House Speaker Todd Huston (R) said the language simply aims to get the bill to the Indiana Supreme Court as quickly as possible.
“Lawmakers will argue voters need to know their districts. Candidates need to know theirs. And so courts shouldn’t intervene,” Fuentes-Rohwer added. “Accelerating the entire process ensures Republicans keep the upper hand. They just want it to go.”
Democrats accused Republicans of attacking judicial independence to protect a potentially illegal map.
As protesters inside the House gallery chanted and cheered loudly enough to interrupt the proceedings Monday, state Rep. Edward DeLaney (D) rose and turned the debate into a fiery warning about the GOP’s democratic disregard.
“It’s sticking a finger in the eye of our judiciary,” DeLaney said. “It says that no Indiana court…can give an injunction. In this one category of law, we take power away from our courts.”
DeLaney pressed on, calling the bill an assault on the right of voters to seek meaningful review of an unlawful map.
“If somebody takes an appeal — something Republicans don’t like — that’s automatically stayed,” DeLaney added. “It destroys the right of appeal, it insults the courts and I think is flamingly unconstitutional.”

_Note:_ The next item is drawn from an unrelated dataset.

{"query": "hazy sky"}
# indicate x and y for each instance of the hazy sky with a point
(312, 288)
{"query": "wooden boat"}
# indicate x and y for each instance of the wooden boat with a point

Indiana became a national flashpoint for gerrymandering after President Donald Trump demanded that Republican-led states redraw maps mid-decade to lock in more GOP House seats and secure a majority in 2026.
Indiana Republicans initially declined to pursue a gerrymander when several senators said they opposed the plan. After a wave of threats and harassment, the GOP gave in.But Senate leaders have admitted they may not have the votes to pass the gerrymander when the chamber meets Dec. 8.